NO WRITER ATTRIBUTED

David J. Malan '99 just made the lives of die-hard Harvard shuttle riders everywhere a little easier.

The computer sciences concentrator spent 100 hours between last summer and last Sunday night developing a computer program that provides customized shuttle schedules for Harvard students.

Jobe G. Danganan '99, a former Undergraduate Council member who lobbied for increased shuttle service, says the beauty of the service lies in its easy access.

"There are computer terminals everywhere, and people tend to lose their shuttle schedules," he says. "It literally takes seconds to set up, and voila, there you are."

After they set it up, students can access shuttleboy in a matter of seconds at any computer terminal from which they can access their FAS account.

Besides offering customized shuttle schedules, the program also provides a full shuttle schedule (including how long it takes to get from one destination to another), shuttle operation dates and transportation-related telephone numbers.

The service has already met with the hearty approval of Harvard undergraduates.

Pforzheimer resident Ken Ihara '99 emailed all of his housemates about the Shuttleboy program yesterday, encouraging them to try it out for themselves. And even River House residents are finding it useful.

Danganan says, "I tried it myself, and it's an awesome program.
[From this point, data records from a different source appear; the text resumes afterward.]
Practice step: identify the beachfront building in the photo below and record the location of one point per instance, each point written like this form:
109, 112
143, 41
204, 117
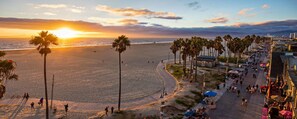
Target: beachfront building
282, 77
290, 81
206, 61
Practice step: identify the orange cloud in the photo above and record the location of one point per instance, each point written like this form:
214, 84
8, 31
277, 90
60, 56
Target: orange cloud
129, 21
244, 12
265, 6
138, 12
218, 20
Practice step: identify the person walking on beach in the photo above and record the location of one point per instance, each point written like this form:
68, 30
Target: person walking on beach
27, 96
41, 101
32, 105
106, 111
66, 108
112, 110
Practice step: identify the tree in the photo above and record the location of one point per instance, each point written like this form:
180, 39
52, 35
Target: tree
120, 44
185, 52
227, 38
179, 46
196, 47
7, 68
174, 48
43, 41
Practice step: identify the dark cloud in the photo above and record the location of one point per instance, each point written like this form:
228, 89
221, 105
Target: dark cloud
154, 30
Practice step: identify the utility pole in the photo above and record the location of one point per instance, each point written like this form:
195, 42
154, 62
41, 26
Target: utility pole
52, 91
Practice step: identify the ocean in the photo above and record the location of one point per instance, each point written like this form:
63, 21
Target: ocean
22, 43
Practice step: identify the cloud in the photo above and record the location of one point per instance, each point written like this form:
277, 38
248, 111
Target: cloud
265, 6
52, 6
153, 30
244, 12
49, 13
218, 20
129, 21
138, 12
194, 5
71, 8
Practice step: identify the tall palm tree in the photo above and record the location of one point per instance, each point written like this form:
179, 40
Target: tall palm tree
197, 44
7, 68
174, 49
120, 44
179, 46
185, 52
43, 41
227, 38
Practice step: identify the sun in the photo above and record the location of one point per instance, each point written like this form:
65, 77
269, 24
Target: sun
65, 33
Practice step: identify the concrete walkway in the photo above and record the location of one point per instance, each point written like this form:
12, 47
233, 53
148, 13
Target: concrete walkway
229, 105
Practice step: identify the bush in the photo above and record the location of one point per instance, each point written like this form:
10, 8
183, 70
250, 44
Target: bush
231, 60
177, 70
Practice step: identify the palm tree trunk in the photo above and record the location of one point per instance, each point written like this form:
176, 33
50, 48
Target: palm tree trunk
120, 83
191, 69
174, 58
196, 66
179, 57
45, 86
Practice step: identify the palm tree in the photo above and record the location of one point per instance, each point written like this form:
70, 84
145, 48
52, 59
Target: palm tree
43, 41
179, 46
7, 68
120, 44
185, 52
197, 44
174, 48
227, 38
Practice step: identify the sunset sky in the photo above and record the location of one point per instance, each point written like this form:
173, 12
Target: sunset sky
137, 18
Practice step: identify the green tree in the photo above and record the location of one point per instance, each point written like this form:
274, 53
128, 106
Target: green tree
7, 68
174, 48
43, 41
120, 44
197, 44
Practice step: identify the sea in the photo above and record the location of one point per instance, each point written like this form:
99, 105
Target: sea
23, 43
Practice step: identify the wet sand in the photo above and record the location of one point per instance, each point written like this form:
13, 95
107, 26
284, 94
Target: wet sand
89, 75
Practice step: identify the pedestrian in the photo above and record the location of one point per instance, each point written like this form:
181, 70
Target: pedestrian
32, 105
112, 110
106, 111
66, 108
27, 96
24, 95
41, 101
242, 101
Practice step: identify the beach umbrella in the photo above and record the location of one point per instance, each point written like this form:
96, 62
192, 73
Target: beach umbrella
210, 93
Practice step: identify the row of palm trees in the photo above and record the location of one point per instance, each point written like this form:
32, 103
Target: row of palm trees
193, 47
190, 48
45, 39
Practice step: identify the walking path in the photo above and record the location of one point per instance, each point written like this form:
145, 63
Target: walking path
229, 105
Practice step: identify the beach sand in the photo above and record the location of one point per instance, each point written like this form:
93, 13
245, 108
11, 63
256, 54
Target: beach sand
88, 76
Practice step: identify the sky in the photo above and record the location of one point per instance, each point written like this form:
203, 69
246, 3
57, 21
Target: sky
151, 18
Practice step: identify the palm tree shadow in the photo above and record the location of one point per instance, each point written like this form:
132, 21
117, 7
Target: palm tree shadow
19, 108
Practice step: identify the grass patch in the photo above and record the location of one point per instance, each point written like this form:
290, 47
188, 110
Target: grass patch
184, 102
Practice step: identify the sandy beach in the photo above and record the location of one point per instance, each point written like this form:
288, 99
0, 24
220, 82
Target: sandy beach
89, 75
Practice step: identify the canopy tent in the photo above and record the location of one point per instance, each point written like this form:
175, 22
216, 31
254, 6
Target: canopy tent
210, 93
285, 113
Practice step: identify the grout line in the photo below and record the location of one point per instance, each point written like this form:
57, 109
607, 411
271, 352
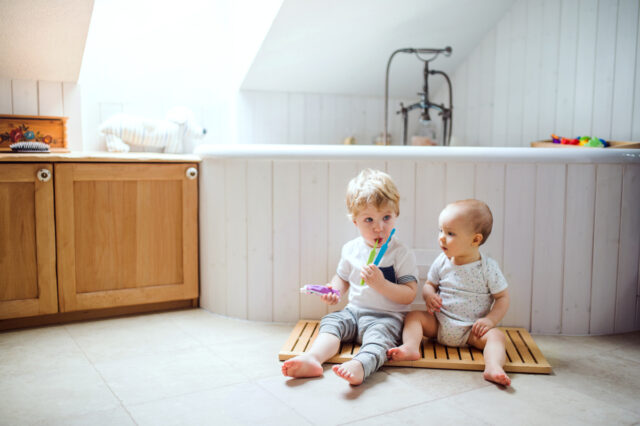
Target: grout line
100, 375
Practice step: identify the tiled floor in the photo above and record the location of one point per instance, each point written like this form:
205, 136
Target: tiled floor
196, 368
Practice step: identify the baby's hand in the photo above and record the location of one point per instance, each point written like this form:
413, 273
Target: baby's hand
331, 298
481, 326
434, 303
372, 275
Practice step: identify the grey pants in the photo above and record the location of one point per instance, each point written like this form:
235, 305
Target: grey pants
376, 332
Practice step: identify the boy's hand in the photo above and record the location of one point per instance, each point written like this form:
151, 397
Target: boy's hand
372, 275
434, 302
481, 326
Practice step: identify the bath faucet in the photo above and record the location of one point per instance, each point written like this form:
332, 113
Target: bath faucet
445, 112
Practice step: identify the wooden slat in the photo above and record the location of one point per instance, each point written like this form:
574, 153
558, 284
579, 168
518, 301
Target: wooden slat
520, 345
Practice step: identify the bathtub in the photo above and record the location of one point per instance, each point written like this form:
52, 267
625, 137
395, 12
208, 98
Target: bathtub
566, 226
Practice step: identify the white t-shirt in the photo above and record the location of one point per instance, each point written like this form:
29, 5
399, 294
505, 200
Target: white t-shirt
398, 265
466, 289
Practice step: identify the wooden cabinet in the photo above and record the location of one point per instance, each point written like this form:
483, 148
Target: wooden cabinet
27, 241
124, 234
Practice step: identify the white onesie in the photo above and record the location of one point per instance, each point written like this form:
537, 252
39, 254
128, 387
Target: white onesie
466, 292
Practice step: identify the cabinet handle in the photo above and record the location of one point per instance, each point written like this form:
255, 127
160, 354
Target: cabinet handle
44, 175
192, 173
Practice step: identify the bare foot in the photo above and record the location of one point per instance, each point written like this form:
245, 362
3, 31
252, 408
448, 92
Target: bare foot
302, 366
403, 353
351, 371
496, 375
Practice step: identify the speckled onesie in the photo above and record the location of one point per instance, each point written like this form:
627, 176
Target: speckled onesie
466, 292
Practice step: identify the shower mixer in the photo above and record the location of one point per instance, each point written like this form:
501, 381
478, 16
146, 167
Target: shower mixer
425, 104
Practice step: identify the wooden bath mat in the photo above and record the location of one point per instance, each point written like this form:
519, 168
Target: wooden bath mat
523, 355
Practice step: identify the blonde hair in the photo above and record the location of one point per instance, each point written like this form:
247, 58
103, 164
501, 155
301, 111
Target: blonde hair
478, 214
371, 188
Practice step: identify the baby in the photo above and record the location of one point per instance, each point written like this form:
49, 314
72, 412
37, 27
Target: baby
376, 308
461, 286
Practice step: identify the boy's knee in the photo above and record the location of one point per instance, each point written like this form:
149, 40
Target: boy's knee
496, 335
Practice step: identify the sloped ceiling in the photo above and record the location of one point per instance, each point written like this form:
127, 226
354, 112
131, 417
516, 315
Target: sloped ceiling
43, 39
342, 46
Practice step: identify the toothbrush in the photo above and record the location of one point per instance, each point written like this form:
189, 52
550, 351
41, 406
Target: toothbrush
383, 249
318, 289
371, 255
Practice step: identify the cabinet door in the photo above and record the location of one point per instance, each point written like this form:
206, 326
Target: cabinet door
126, 234
27, 241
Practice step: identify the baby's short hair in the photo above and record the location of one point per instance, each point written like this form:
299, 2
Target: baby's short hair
371, 188
479, 216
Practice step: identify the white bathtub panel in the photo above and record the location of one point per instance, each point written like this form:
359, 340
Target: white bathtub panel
606, 238
341, 229
546, 297
490, 182
460, 181
627, 288
313, 233
404, 175
286, 241
430, 190
235, 190
518, 241
213, 240
578, 249
259, 241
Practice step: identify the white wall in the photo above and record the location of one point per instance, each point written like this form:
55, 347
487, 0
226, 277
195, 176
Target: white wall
307, 118
566, 67
45, 98
193, 53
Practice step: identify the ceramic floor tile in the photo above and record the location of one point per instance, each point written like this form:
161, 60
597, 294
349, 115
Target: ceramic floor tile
535, 400
211, 329
128, 337
115, 417
441, 411
152, 377
608, 378
50, 395
437, 383
330, 400
255, 358
38, 349
243, 404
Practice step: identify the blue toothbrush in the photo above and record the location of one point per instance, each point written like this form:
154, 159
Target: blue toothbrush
383, 249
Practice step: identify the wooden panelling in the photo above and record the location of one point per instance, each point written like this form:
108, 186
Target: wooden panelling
556, 233
606, 240
260, 240
548, 258
578, 248
235, 194
629, 252
286, 240
313, 232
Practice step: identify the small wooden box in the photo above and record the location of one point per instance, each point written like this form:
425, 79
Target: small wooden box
44, 128
612, 144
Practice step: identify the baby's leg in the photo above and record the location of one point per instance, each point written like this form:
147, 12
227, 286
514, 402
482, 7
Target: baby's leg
310, 364
493, 345
416, 324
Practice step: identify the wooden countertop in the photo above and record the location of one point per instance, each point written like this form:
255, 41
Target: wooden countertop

I feel that this is definitely an added convenience."

However, he says he worries that not many students know about this service yet.
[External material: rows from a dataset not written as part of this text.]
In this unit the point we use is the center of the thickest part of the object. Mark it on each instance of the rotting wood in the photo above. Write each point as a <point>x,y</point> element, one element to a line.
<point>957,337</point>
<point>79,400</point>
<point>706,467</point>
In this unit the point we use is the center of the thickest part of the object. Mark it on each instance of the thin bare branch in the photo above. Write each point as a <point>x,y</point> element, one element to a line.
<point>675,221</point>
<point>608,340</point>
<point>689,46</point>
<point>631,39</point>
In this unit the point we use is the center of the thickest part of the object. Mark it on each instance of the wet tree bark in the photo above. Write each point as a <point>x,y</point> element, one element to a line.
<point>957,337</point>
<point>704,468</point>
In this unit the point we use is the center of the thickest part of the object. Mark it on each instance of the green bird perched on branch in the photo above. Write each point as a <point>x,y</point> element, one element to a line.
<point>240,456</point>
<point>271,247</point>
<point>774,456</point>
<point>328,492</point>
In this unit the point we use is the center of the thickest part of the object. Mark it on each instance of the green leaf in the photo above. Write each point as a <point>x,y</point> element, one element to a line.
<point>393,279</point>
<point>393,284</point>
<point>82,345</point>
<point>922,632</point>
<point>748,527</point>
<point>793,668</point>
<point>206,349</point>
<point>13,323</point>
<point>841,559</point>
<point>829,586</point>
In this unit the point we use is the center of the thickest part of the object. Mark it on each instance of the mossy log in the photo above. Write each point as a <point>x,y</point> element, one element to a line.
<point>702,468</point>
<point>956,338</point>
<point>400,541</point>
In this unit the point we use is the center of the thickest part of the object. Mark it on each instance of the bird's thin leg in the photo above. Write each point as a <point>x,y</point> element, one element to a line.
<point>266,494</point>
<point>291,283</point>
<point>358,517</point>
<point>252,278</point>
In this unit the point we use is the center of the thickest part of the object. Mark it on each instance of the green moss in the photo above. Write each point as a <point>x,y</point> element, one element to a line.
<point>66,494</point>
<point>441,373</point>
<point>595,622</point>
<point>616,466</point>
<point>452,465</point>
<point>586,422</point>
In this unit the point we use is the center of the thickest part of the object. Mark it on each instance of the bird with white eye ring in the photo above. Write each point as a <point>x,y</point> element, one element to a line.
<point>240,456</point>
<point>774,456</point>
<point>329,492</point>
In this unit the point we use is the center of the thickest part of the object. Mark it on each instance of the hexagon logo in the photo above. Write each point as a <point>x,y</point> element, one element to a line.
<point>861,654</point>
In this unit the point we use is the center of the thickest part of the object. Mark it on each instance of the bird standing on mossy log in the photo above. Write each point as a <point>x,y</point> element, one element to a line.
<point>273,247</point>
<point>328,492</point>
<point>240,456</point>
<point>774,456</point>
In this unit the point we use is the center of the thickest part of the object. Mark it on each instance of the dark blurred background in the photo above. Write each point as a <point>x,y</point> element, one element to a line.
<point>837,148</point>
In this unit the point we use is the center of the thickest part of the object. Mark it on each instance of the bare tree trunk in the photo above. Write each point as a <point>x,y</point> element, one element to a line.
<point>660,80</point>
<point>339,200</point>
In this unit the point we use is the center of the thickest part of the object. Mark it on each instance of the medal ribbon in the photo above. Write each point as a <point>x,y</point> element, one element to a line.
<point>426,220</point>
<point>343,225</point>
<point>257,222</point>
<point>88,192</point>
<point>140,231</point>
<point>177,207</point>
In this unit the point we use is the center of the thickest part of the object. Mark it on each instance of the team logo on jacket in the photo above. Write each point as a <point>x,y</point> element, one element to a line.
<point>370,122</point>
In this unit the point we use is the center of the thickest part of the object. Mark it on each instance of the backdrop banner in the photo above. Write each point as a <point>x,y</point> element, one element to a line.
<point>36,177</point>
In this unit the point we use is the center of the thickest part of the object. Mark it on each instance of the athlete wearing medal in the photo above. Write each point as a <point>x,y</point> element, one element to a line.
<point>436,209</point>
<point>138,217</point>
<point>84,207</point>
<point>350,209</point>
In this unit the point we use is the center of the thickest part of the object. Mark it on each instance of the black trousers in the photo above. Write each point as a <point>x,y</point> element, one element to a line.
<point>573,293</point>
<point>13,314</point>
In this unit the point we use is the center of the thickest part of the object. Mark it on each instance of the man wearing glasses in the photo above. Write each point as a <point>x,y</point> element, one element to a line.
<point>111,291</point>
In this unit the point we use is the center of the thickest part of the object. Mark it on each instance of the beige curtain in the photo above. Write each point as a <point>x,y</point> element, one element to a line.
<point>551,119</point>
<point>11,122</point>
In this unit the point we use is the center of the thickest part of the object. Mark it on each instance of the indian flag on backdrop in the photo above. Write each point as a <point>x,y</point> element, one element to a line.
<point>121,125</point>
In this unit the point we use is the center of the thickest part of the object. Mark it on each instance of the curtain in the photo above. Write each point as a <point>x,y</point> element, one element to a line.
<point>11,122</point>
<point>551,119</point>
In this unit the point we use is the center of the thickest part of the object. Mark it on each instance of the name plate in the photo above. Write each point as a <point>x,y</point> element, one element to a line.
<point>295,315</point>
Malan says he hopes "word-of-mouth among friends" will help this program to take off.

Malan, who has been Harvard Computer Society's (HCS) director of seminars and who led the Freshman Week Computer Seminar Series this year, says he initially spoke to Faculty of Arts and Sciences Computer Services Director Franklin M. Steen this summer about publicly installing Shuttleboy on FAS so students wouldn't have to install the program themselves.

However, Malan says he was "told that they were not willing to put a student's work on the public systems."

Nevertheless, Malan says he hopes the FAS Computer Services will reconsider its policy because he believes "the program can be of use to the general FAS population."

Malan, who did not even begin programming until he took Computer Sciences 50, "Introduction to Computer Science I" during his sophomore year, says the inspiration for Shuttleboy came from a friend who wrote a short program a few years ago that displayed the Quad shuttle schedule.

But Malan says he "wanted to write something that would provide schedules for routes other than the Quad's and that would be customizable."

Thus was born Shuttleboy, a program written in C that is several thousand lines of code long.

Malan says the only difficulty in writing the program "was trying to derive an algorithm to interpret the shuttles' schedules."

Some of the routes have more than one bus running on them, which made it somewhat tricky to compute destination times and durations, as those buses are not distinguished on the printed schedules," he says.

Plus, Malan says he had to spend this weekend updating Shuttleboy from last year's shuttle schedule to the present one.

Despite Malan's programming savvy and job as a computer science teaching fellow, he insists that "coding is really just a hobby."

In fact, Malan says that he doesn't even use Shuttleboy all that much.

"I use the shuttles about once a month," he says. "Usually when it's really raining or snowing."